Они выпили, закусили. Рудаков решительно приблизился к девушке.
— У меня «праздники», — сопротивлялась она.
Но это не остановило Алексея. С установкой « я — ходячая угроза» он прижал Гелю к стенке, и деловито стал расстегивать ей блузку. Их пальцы переплелись в яростной, но неравной борьбе. В борьбе двух противоположностей, двух начал: Иня и Яня. Ее пальцы стойко держали оборону вокруг пуговиц, а его — штурмовали перламутровые бастионы с десятком бойцов и отдаляли края блузки друг от друга. Борьба продолжалась молча. Когда он добрался до ее лифчика цвета беж, и, рванув его вверх, впился нежными поцелуями в ее розовые торчащие соски, крепость под именем «Ангелина» пала.
Он победоносно расстегнул ширинку. «Стяг» развивался почти вертикально. Алексей дернул молнию на брюках девушки и одним рывком стянул их вместе с бежевыми трусиками. Он развернул Гелю задом к себе. Ее аккуратная крепкая попка предстала пред ним во всей красе. Алексей наклонил девушку на прилавок, схватил ее за бедра и приступил к делу.
Ангелине жутко нравилось то, что сейчас проделывал с ней этот незнакомый бандит. И эта поза и этот агрессивный темп. Секс с постылым мужем давно не приносил ей радости. А здесь все в кайф!

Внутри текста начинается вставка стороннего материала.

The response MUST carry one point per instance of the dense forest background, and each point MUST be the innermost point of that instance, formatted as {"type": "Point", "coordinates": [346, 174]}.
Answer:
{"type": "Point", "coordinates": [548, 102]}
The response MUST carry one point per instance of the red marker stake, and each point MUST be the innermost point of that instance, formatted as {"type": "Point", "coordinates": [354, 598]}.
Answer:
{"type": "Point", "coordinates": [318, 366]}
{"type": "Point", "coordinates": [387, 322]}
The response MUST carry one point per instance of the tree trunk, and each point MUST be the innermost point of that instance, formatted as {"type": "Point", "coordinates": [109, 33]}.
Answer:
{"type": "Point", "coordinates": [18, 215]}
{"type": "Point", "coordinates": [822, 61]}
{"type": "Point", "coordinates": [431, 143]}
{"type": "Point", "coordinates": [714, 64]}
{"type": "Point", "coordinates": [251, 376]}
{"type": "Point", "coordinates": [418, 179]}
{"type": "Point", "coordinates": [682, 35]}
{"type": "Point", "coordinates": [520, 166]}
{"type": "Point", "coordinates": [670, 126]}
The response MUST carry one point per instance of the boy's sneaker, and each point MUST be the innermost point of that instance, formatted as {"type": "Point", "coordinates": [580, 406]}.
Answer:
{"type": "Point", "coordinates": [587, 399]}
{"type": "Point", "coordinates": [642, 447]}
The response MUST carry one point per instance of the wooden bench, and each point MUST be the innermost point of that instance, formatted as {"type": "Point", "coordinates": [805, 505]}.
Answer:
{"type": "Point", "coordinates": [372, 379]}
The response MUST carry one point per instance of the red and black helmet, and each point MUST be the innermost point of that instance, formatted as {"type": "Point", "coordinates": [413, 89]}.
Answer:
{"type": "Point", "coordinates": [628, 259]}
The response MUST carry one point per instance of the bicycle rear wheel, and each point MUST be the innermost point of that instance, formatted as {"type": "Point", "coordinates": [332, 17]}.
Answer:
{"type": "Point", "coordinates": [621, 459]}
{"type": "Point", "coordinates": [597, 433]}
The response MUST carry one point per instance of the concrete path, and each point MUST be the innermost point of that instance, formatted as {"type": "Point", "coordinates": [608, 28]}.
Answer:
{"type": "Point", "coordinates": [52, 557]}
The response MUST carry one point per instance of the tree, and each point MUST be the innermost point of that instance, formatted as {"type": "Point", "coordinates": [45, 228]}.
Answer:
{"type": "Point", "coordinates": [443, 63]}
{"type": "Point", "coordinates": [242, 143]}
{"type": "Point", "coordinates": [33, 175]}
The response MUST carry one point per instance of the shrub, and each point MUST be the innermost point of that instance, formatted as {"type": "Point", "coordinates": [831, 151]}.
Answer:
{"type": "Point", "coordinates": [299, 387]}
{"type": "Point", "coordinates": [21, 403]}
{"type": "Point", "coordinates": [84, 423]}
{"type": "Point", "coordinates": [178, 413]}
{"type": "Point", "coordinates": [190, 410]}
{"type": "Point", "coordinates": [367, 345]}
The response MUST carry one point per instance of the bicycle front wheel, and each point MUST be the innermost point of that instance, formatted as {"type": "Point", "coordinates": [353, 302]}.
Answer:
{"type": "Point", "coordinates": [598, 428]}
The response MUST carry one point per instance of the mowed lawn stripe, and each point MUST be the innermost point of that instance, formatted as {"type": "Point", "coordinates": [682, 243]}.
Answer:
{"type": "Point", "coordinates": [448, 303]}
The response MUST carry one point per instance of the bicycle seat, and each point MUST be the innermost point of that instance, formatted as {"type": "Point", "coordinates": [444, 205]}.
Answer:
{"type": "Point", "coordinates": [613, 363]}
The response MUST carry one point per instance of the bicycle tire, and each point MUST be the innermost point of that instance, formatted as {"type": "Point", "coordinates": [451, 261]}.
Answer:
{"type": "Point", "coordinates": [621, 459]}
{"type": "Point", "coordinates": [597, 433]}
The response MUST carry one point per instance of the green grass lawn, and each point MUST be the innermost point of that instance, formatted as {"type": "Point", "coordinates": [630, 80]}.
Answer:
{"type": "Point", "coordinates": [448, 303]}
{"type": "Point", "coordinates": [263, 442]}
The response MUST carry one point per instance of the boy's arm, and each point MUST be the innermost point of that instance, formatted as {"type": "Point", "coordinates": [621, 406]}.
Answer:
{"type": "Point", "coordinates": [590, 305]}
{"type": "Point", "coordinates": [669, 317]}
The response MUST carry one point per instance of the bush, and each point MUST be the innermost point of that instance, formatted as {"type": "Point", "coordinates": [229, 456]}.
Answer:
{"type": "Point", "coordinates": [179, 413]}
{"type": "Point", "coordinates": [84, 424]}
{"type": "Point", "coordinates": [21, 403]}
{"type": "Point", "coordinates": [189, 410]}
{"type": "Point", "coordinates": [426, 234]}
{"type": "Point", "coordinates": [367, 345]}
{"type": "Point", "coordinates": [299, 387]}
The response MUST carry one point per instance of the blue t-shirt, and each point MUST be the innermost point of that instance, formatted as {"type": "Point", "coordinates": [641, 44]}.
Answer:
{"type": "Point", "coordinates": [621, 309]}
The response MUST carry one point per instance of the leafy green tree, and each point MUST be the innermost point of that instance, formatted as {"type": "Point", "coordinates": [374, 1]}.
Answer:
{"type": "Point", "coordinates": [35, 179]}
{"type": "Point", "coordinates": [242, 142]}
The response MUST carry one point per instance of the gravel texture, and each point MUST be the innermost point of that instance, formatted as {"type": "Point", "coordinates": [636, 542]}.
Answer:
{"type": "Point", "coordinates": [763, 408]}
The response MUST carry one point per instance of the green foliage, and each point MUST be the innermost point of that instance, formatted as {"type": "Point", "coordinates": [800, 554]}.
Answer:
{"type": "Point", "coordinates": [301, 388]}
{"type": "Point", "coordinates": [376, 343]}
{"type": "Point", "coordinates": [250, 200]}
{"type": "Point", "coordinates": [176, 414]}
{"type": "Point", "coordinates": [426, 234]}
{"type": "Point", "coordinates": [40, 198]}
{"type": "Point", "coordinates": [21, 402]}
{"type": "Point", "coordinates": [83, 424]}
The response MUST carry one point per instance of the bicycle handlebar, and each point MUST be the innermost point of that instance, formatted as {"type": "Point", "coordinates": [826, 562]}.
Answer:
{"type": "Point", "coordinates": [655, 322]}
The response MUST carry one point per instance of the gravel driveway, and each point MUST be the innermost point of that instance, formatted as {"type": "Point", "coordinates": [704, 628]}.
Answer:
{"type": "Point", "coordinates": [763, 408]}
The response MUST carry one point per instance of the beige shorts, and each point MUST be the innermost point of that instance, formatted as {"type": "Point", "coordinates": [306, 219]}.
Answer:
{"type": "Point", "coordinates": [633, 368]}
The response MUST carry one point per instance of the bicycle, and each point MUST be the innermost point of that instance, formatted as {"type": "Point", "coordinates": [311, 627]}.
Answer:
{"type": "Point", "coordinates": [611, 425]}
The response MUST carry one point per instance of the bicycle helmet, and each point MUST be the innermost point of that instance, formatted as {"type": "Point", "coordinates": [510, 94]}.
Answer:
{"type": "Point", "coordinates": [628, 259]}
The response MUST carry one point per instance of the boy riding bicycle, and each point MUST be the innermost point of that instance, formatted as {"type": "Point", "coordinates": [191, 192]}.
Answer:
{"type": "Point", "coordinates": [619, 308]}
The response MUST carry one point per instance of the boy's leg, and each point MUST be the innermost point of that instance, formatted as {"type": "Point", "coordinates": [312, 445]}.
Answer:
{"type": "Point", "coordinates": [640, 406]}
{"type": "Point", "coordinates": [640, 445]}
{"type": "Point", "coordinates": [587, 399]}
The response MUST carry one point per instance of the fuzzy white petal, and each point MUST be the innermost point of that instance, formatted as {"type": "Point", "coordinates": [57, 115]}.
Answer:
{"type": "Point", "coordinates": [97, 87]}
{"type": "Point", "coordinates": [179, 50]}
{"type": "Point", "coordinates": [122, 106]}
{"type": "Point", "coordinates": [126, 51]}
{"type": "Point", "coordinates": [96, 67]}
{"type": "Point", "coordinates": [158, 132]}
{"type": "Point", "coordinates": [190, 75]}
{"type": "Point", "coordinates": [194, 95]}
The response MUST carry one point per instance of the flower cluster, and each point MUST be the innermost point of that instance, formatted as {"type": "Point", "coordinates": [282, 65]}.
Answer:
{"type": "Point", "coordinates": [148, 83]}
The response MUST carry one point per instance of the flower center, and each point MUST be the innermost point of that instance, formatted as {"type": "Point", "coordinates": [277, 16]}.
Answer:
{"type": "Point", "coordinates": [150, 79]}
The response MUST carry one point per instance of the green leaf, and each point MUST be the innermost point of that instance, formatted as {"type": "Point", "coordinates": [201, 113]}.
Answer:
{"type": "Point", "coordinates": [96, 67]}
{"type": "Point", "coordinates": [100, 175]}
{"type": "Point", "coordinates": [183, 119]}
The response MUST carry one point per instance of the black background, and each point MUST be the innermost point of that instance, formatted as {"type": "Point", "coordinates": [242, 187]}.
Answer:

…Зашел голый Хакас с полураздетой Олей. На ее глазах блестели слезы. Хакас бессмысленно улыбался. Видимо, он отведал «снежка». Явно он был на взводе. В такие минуты с ним было бесполезно спорить. Про таких обычно говорят: «у него пуля в башке»!
— А теперь кавалеры меняются дамами! — воскликнул Хакас.
Алексей и Ангелина от удивления застыли с открытым ртом.
— Сереженька… — голос Оли дрожал.
— Заткнись, дура! Базар окончен! Художник, трахни ее! Это приказ командира!
Он оттер от Ангелины Рудакова, пихнул покорную и шокированную девушку на прилавок… «Пехотинец» решил не навлекать на себя гнев бригадира и взялся за Олю.
Потом Рудаков поинтересовался, за что он так опустил Ольгу. Хакас коротко бросил:
— Не твое дело. А если хочешь знать: просто надоела. Я всегда так с телками расстаюсь.
Больше они к этому вопросу не возвращались.
* * *
Белоснежный лайнер коснулся бетонной полосы аэродрома. Под огромными колесами вспыхнули искры и дым. Вскоре погасли. Самолет вырулил на стоянку. Заглушил двигатели. Рейс из Праги прибыл в аэропорт «Шереметьево»- 2 с полуторачасовым опозданием. Снаружи была погожая августовская погода. Плюс двадцать.
«Аэропорт! Стою у трапа самолета…» — вспомнил популярный шлягер его молодости Тимофеев, поглядывая в иллюминатор. — «Здравствуй, моя дорогая, супердорогая столица! Я прилетел сюда в качестве арестанта. Воистину, от сумы и от тюрьмы не зарекайся! Но что поделаешь, такая профессия».